Holiday budgeting so you can gift what matters most this holiday season: Time
They say money can’t buy happiness, but it can afford us peace of mind, additional family time, and increased comfort.
“And these things make you happy,” says Daniel Zagata, managing partner and senior vice president at Evershore Financial Group.
When we are thoughtful stewards of our financial resources, the yield is that good, quality time we all crave and deserve. As Care Partners, this additional time feels like a gift.
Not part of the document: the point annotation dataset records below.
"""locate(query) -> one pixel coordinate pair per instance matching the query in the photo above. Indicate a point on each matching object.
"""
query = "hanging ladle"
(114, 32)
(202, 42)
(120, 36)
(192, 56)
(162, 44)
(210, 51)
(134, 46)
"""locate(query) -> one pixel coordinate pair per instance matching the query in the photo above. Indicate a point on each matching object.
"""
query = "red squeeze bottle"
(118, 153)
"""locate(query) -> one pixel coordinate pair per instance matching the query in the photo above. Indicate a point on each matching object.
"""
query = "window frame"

And it is.
Time is the greatest offering we can give our people, and ourselves, especially during the busier holiday months, when it feels particularly scant and when many overspend chasing the “perfect” presents, the “perfect” presentations of a good and happy holiday.
“You want to create memories, not tchotchkes,” says Zagata who increasingly sees Care Partners in his practice.
One gift Zagata recommends is hiring a journalism student or English major from a local school, and having them interview your person. You can transform the resulting conversation into a book the entire family can peruse and enjoy.
And, in our holiday cooking article, we recommended that you reframe meal preparation, transforming that seemingly mundane task into intentional engagement time.
You might also consider strategically incorporating respite care this season, leveraging those additional hours to tend your other holiday responsibilities or nurture your other meaningful relationships.
“We have the evidence now that there are many benefits to respite. One is emotional wellbeing of the family caregiver reducing stress. That can impact health,” says Jill Kagan, director at the ARCH National Respite Network and Resource Center. “[Respite affords] time to increase opportunities for socialization.”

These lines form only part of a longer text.